Daniel Meyer, [email protected]

References

Distribution element tree basics and density estimation, see Meyer, D.W. (2016) http://arxiv.org/abs/1610.00345 or Meyer, D.W., Statistics and Computing (2017) https://doi.org/10.1007/s11222-017-9751-9.

DETs for smooth bootstrapping, see Meyer, D.W. (2017) http://arxiv.org/abs/1711.04632 or Meyer, D.W., Journal of Computational and Graphical Statistics (2018) https://doi.org/10.1080/10618600.2018.1482768.

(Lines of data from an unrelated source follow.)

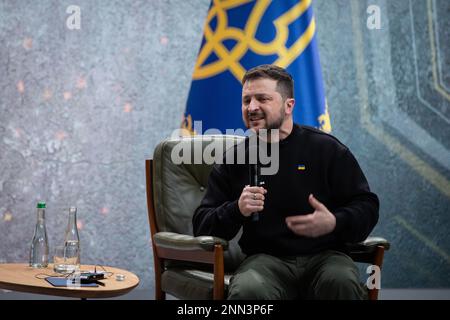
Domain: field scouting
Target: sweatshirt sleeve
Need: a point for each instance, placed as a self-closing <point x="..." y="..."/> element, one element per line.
<point x="218" y="215"/>
<point x="356" y="207"/>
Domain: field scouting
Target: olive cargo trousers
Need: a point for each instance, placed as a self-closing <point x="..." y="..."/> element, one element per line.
<point x="326" y="275"/>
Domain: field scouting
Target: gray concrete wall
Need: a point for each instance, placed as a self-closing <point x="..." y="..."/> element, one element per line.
<point x="80" y="110"/>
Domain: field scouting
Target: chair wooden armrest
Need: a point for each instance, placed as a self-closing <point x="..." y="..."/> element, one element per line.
<point x="207" y="250"/>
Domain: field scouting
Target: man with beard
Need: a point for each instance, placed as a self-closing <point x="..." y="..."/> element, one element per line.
<point x="317" y="201"/>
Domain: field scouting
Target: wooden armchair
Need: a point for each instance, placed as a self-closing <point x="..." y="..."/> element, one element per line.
<point x="190" y="267"/>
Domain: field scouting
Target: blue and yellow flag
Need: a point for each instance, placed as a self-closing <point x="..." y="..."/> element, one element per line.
<point x="241" y="34"/>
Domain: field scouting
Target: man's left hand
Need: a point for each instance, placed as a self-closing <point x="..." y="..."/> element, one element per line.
<point x="315" y="224"/>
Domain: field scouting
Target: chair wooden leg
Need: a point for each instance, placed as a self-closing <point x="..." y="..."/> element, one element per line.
<point x="378" y="261"/>
<point x="159" y="294"/>
<point x="219" y="273"/>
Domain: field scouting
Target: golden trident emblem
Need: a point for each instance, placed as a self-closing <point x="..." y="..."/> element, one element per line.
<point x="245" y="40"/>
<point x="229" y="59"/>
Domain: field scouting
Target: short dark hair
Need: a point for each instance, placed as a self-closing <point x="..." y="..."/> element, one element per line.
<point x="285" y="83"/>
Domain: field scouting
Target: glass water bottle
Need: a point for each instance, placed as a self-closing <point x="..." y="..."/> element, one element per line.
<point x="39" y="244"/>
<point x="72" y="243"/>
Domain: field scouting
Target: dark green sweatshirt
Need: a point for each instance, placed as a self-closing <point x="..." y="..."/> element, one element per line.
<point x="310" y="162"/>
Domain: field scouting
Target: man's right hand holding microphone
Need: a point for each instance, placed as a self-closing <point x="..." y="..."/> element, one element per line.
<point x="251" y="200"/>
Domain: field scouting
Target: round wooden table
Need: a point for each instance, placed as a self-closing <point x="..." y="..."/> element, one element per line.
<point x="21" y="277"/>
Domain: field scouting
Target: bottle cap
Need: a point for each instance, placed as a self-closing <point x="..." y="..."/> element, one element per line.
<point x="120" y="277"/>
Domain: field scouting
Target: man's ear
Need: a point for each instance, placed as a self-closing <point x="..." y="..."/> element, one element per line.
<point x="289" y="105"/>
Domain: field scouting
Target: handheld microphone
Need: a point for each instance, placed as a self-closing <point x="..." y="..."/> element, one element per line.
<point x="255" y="176"/>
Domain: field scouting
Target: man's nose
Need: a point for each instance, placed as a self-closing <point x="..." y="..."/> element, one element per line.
<point x="253" y="106"/>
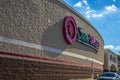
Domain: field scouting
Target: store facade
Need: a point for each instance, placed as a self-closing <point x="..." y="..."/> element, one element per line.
<point x="110" y="61"/>
<point x="47" y="40"/>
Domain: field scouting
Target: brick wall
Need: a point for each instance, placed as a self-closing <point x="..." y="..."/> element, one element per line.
<point x="40" y="22"/>
<point x="16" y="69"/>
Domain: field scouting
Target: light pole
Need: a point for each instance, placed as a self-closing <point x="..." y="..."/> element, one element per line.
<point x="92" y="70"/>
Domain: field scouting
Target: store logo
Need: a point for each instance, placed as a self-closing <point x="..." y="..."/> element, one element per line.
<point x="70" y="30"/>
<point x="72" y="34"/>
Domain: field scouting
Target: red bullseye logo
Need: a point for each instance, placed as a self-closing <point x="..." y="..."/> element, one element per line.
<point x="70" y="30"/>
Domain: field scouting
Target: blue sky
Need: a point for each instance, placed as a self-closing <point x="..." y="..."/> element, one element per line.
<point x="104" y="15"/>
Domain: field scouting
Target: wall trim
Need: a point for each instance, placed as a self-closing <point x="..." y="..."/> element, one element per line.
<point x="46" y="48"/>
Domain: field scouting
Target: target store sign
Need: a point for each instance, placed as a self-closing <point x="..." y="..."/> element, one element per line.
<point x="73" y="34"/>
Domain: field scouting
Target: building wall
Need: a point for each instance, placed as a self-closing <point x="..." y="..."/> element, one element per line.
<point x="32" y="42"/>
<point x="111" y="59"/>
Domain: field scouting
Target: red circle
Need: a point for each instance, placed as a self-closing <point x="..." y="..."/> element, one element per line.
<point x="70" y="30"/>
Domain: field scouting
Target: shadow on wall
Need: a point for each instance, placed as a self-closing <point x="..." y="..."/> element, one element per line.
<point x="53" y="38"/>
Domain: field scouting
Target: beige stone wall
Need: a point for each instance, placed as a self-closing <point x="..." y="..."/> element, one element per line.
<point x="41" y="22"/>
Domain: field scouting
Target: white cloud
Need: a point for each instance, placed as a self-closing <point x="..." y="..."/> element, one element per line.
<point x="85" y="2"/>
<point x="118" y="48"/>
<point x="114" y="0"/>
<point x="91" y="13"/>
<point x="111" y="8"/>
<point x="109" y="47"/>
<point x="97" y="15"/>
<point x="78" y="4"/>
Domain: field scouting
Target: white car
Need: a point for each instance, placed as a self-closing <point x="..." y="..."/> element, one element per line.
<point x="109" y="76"/>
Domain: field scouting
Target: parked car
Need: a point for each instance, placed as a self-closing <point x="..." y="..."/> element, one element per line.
<point x="109" y="76"/>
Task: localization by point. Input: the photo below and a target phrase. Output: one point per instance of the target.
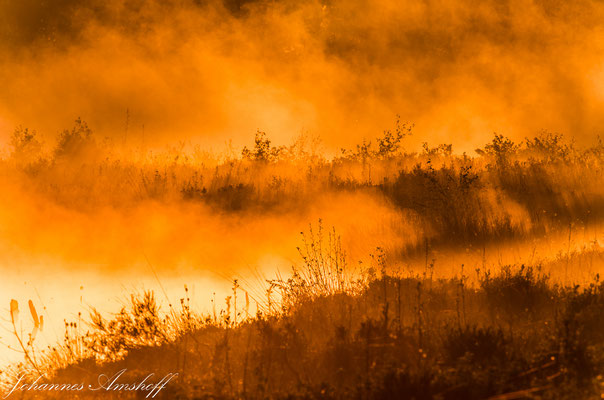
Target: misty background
(150, 73)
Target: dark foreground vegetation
(324, 334)
(330, 330)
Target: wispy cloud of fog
(207, 71)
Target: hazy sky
(208, 71)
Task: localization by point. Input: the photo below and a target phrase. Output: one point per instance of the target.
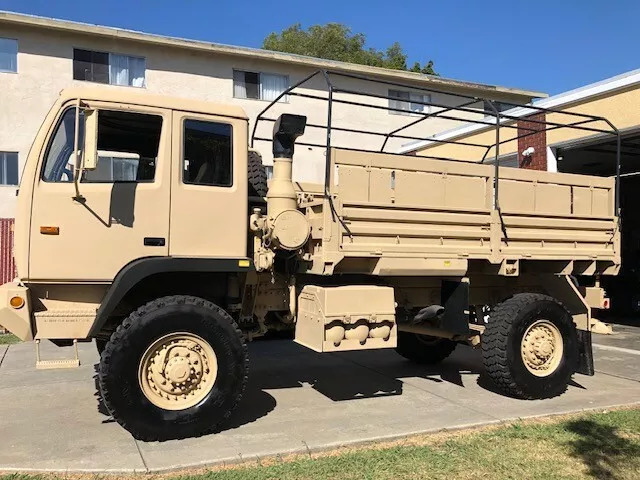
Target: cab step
(58, 363)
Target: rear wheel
(175, 368)
(424, 348)
(530, 346)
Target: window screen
(8, 168)
(102, 67)
(207, 153)
(408, 101)
(90, 66)
(128, 146)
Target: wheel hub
(542, 348)
(178, 371)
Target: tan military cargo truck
(145, 223)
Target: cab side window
(207, 153)
(128, 145)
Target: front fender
(17, 320)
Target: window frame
(2, 70)
(284, 99)
(426, 97)
(3, 167)
(182, 152)
(109, 54)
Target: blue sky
(550, 46)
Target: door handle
(154, 241)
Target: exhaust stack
(281, 195)
(285, 227)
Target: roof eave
(131, 35)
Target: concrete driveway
(297, 401)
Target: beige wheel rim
(542, 348)
(177, 371)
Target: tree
(335, 41)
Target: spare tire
(257, 175)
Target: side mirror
(90, 157)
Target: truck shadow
(340, 377)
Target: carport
(572, 151)
(597, 156)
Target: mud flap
(585, 360)
(455, 300)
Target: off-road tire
(501, 346)
(257, 175)
(120, 360)
(423, 349)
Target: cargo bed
(441, 217)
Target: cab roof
(140, 97)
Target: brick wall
(7, 265)
(537, 161)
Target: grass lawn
(604, 445)
(8, 339)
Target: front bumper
(16, 320)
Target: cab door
(209, 186)
(122, 213)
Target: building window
(8, 168)
(260, 86)
(8, 55)
(207, 153)
(102, 67)
(408, 101)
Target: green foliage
(335, 41)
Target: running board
(62, 363)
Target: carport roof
(603, 87)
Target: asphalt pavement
(297, 401)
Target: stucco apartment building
(41, 56)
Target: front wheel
(530, 346)
(175, 368)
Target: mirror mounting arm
(77, 169)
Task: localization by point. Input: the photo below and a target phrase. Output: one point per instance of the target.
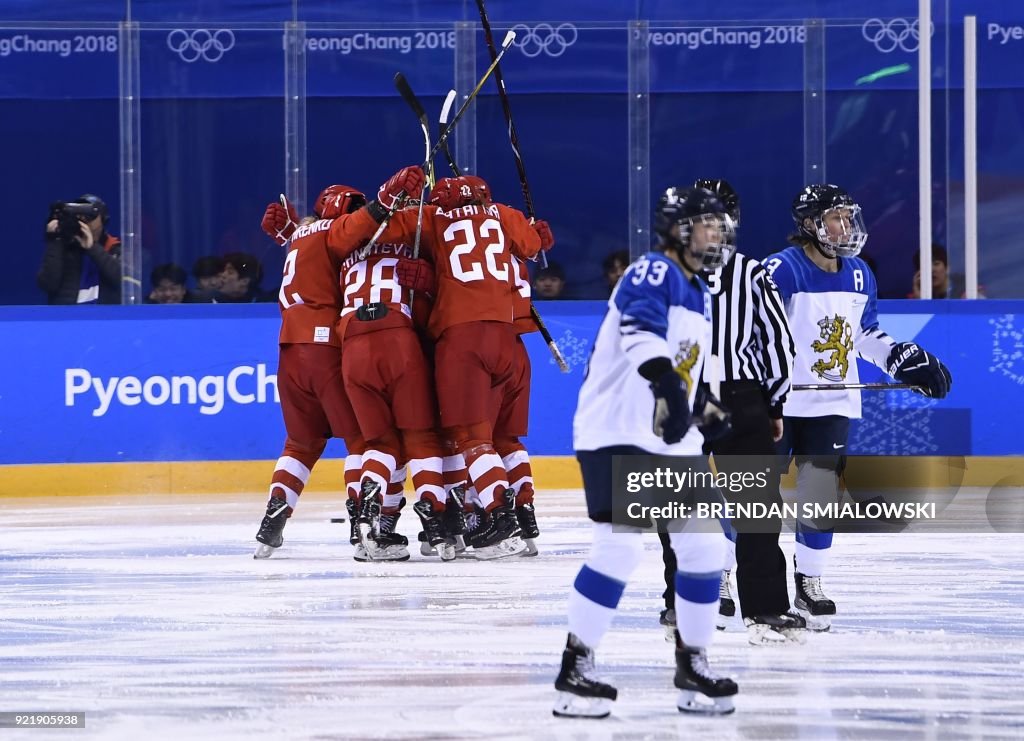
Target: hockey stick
(442, 121)
(509, 38)
(406, 90)
(503, 93)
(849, 387)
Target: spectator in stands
(613, 266)
(168, 285)
(242, 277)
(81, 262)
(549, 284)
(209, 274)
(944, 285)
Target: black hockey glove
(672, 408)
(910, 364)
(715, 422)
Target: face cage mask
(850, 243)
(722, 243)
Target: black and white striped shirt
(752, 338)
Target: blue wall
(95, 384)
(212, 134)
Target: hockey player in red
(390, 385)
(511, 412)
(312, 397)
(471, 247)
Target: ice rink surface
(152, 616)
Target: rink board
(172, 398)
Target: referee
(755, 351)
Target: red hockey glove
(544, 231)
(280, 223)
(416, 274)
(409, 180)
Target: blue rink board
(99, 384)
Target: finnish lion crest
(686, 358)
(837, 338)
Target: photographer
(82, 262)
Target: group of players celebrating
(648, 360)
(366, 319)
(375, 296)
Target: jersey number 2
(283, 296)
(471, 269)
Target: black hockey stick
(849, 387)
(442, 121)
(503, 93)
(520, 168)
(509, 38)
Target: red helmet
(337, 200)
(454, 192)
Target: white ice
(152, 616)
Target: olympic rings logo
(201, 44)
(896, 34)
(545, 39)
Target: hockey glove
(672, 408)
(543, 230)
(416, 274)
(280, 223)
(715, 422)
(404, 182)
(910, 364)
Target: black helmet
(724, 192)
(814, 203)
(686, 207)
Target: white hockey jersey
(834, 317)
(654, 311)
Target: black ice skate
(370, 511)
(433, 530)
(698, 685)
(493, 537)
(384, 543)
(775, 629)
(726, 605)
(668, 621)
(581, 694)
(352, 506)
(812, 603)
(528, 531)
(269, 535)
(455, 517)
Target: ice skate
(701, 691)
(528, 531)
(493, 537)
(383, 543)
(353, 520)
(581, 694)
(269, 536)
(775, 629)
(668, 621)
(726, 605)
(455, 517)
(433, 531)
(370, 510)
(812, 604)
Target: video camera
(71, 215)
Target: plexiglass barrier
(215, 120)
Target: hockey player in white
(830, 300)
(646, 361)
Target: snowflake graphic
(1008, 349)
(573, 349)
(888, 431)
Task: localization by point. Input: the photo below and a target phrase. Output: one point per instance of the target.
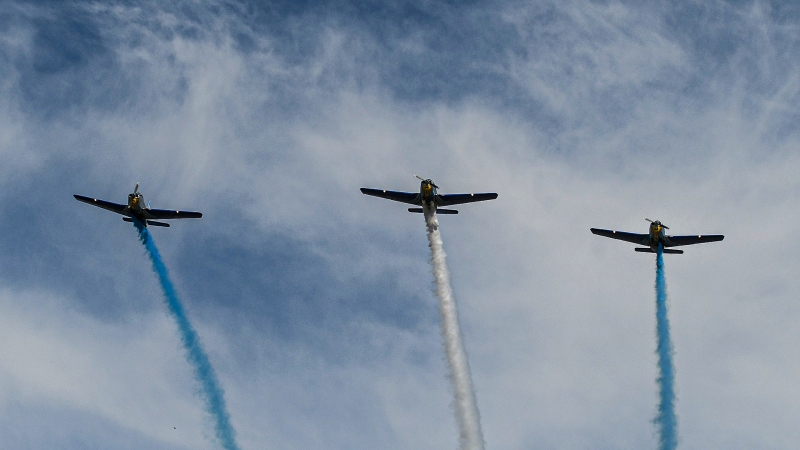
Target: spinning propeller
(429, 181)
(657, 222)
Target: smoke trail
(210, 389)
(466, 407)
(666, 421)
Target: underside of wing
(633, 238)
(115, 207)
(403, 197)
(171, 214)
(457, 199)
(675, 241)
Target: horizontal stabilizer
(666, 250)
(438, 210)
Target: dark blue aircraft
(657, 235)
(429, 198)
(138, 209)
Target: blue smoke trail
(666, 421)
(210, 389)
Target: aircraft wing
(403, 197)
(172, 214)
(115, 207)
(634, 238)
(457, 199)
(675, 241)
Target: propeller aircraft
(139, 210)
(657, 236)
(429, 198)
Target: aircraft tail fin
(666, 250)
(438, 210)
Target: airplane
(139, 210)
(429, 198)
(656, 237)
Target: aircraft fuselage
(427, 194)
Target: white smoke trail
(466, 407)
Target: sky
(315, 302)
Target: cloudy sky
(315, 302)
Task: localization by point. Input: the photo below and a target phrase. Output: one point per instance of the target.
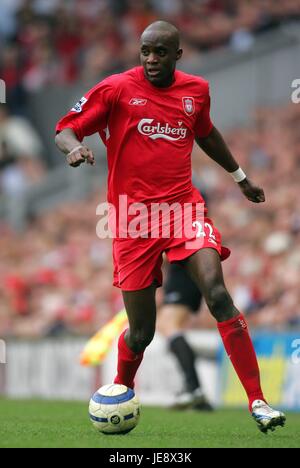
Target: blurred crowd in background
(44, 42)
(56, 277)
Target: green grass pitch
(66, 424)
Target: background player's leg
(141, 310)
(206, 270)
(172, 321)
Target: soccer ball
(114, 409)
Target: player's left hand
(253, 193)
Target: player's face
(159, 55)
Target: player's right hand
(80, 155)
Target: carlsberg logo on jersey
(158, 130)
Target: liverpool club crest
(188, 105)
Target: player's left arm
(216, 148)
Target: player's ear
(179, 54)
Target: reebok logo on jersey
(164, 131)
(138, 102)
(79, 104)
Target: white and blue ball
(114, 409)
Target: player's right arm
(87, 117)
(76, 153)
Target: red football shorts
(137, 262)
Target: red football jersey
(148, 131)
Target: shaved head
(163, 29)
(160, 51)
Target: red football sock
(239, 347)
(128, 363)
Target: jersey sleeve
(89, 115)
(204, 124)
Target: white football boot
(266, 417)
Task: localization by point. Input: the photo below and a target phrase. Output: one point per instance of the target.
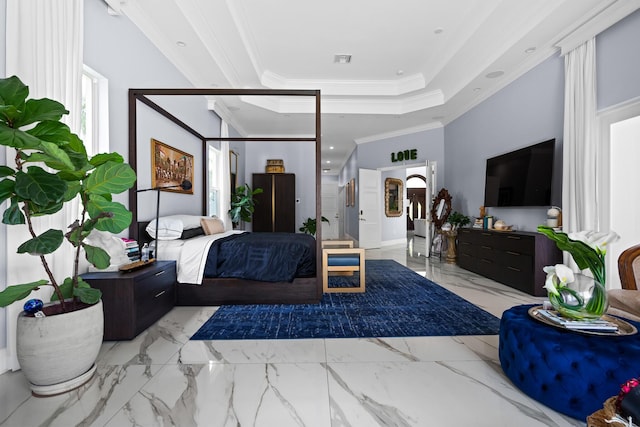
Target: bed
(238, 267)
(302, 289)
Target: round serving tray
(624, 328)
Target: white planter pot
(57, 353)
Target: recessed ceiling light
(342, 58)
(494, 74)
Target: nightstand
(134, 300)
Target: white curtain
(581, 173)
(44, 49)
(225, 180)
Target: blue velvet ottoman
(569, 372)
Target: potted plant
(58, 347)
(243, 204)
(457, 220)
(310, 227)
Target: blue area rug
(397, 303)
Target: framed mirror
(233, 170)
(393, 196)
(441, 208)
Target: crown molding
(397, 87)
(597, 23)
(397, 133)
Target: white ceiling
(415, 65)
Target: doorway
(620, 128)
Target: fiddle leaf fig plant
(243, 203)
(51, 169)
(310, 226)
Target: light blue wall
(618, 62)
(3, 161)
(118, 50)
(528, 111)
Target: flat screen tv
(521, 177)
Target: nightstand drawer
(134, 300)
(154, 296)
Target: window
(214, 181)
(94, 126)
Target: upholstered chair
(625, 302)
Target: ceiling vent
(342, 59)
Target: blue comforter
(267, 257)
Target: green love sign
(404, 155)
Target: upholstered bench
(569, 372)
(342, 260)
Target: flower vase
(584, 298)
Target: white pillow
(172, 226)
(169, 229)
(212, 225)
(188, 221)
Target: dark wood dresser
(515, 258)
(133, 301)
(275, 208)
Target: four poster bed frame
(218, 291)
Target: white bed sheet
(190, 255)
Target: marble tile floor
(160, 378)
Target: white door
(430, 193)
(330, 210)
(625, 175)
(370, 208)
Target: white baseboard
(395, 242)
(4, 366)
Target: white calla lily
(558, 276)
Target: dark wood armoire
(275, 208)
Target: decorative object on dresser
(134, 300)
(515, 258)
(274, 166)
(57, 345)
(243, 204)
(275, 208)
(184, 186)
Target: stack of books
(599, 325)
(132, 249)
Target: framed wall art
(170, 167)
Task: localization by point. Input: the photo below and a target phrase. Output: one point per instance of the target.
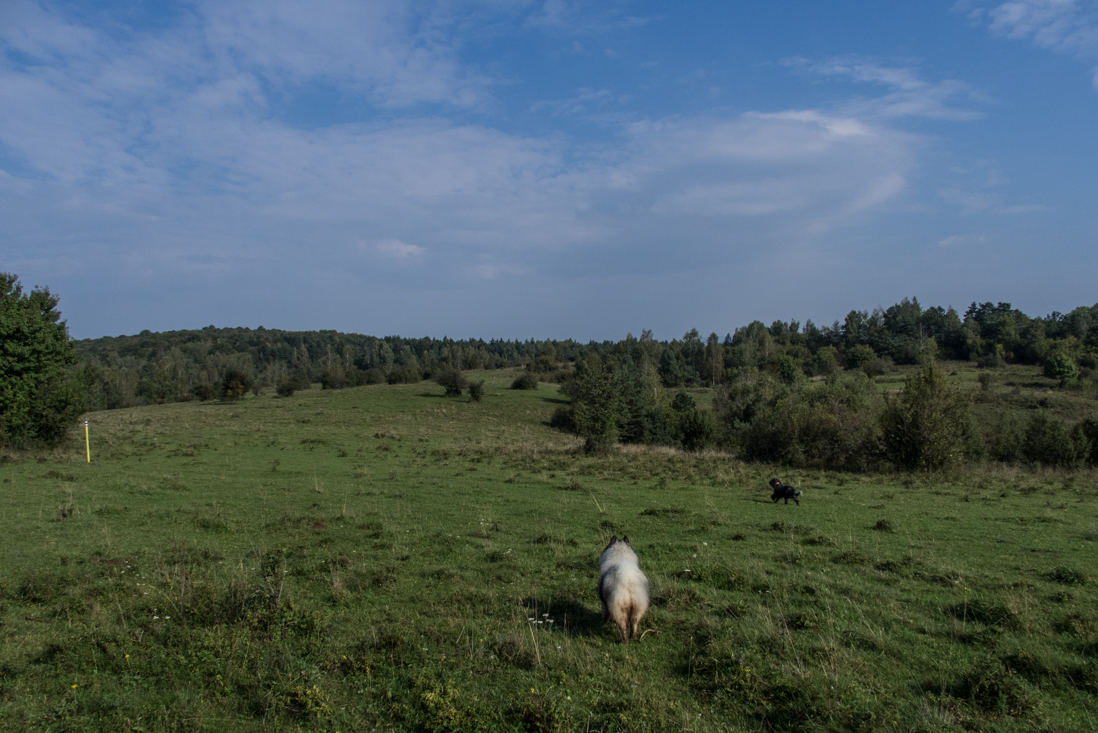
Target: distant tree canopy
(786, 392)
(40, 399)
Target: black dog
(783, 492)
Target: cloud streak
(1065, 26)
(177, 157)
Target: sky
(545, 168)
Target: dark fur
(783, 492)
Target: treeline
(129, 371)
(843, 421)
(193, 364)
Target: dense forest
(787, 393)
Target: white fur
(623, 587)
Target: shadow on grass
(569, 615)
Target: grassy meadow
(383, 557)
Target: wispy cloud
(398, 250)
(908, 96)
(963, 239)
(1066, 26)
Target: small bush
(1059, 365)
(452, 381)
(1050, 442)
(563, 418)
(525, 381)
(234, 385)
(204, 392)
(860, 356)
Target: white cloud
(159, 156)
(909, 97)
(398, 250)
(963, 239)
(1065, 26)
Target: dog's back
(783, 492)
(623, 587)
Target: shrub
(1050, 442)
(835, 426)
(788, 369)
(234, 385)
(1059, 365)
(1005, 443)
(451, 380)
(697, 429)
(598, 408)
(859, 356)
(406, 374)
(683, 403)
(926, 427)
(827, 360)
(525, 381)
(563, 418)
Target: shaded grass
(380, 559)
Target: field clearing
(371, 559)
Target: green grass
(370, 559)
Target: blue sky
(545, 168)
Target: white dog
(622, 587)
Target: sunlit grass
(371, 559)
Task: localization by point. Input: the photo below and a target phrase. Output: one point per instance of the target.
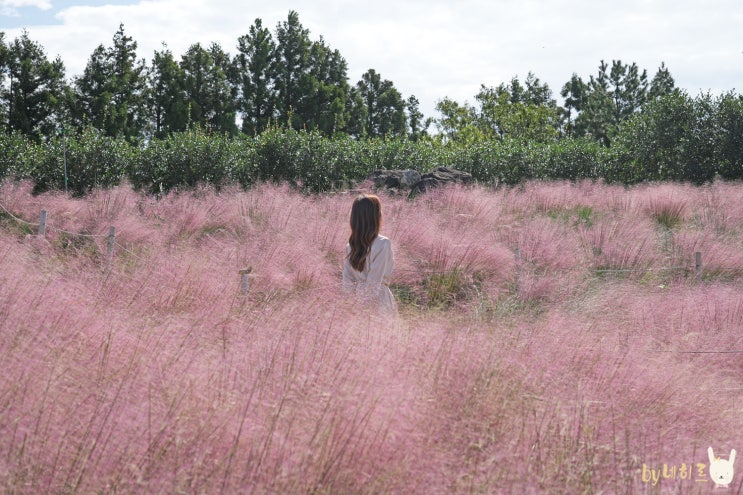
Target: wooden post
(42, 223)
(698, 265)
(110, 247)
(244, 279)
(517, 254)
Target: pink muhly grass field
(594, 356)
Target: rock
(394, 179)
(440, 177)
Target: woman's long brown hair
(366, 220)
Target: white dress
(372, 284)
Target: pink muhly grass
(159, 376)
(621, 245)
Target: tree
(458, 123)
(292, 56)
(324, 90)
(609, 99)
(166, 95)
(111, 91)
(254, 77)
(416, 123)
(518, 112)
(574, 94)
(662, 83)
(385, 108)
(36, 92)
(210, 96)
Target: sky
(428, 48)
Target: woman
(368, 265)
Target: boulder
(439, 177)
(395, 179)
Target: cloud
(10, 8)
(435, 48)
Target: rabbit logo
(721, 470)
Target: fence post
(110, 247)
(517, 254)
(42, 223)
(244, 279)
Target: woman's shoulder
(381, 242)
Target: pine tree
(254, 76)
(111, 91)
(36, 92)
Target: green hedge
(675, 138)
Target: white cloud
(10, 8)
(436, 48)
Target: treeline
(284, 78)
(282, 109)
(676, 137)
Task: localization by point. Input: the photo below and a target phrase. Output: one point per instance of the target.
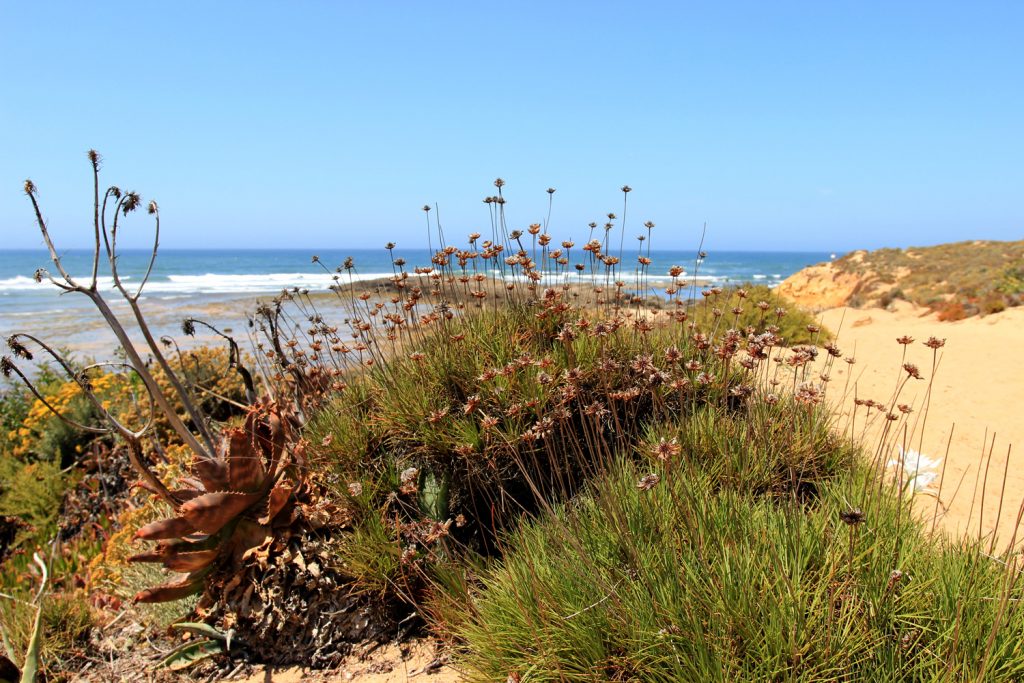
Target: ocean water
(221, 285)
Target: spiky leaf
(210, 512)
(188, 653)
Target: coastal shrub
(662, 573)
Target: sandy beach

Determine Split Dimension(s)

Description

Determine the split dimensions of an existing distribution element in the DET refinement-process based on statistical tests.

Usage

dimstosplit(x, sze, mode, alphag, alphad)

Arguments

x

data in element given as matrix with d rows or components and n columns or samples.

sze

vector representing the element size.

mode

element order and split mode as detailed in det.construct.

alphag, alphad

significance levels for goodness-of-fit and independence tests, respectively, in element refinement or splitting process. alphad is irrelevant for univariate data x with d = 1.

Value

An object comprised of the split dimension(s) or NA for no split, and the resulting child element parameters is returned.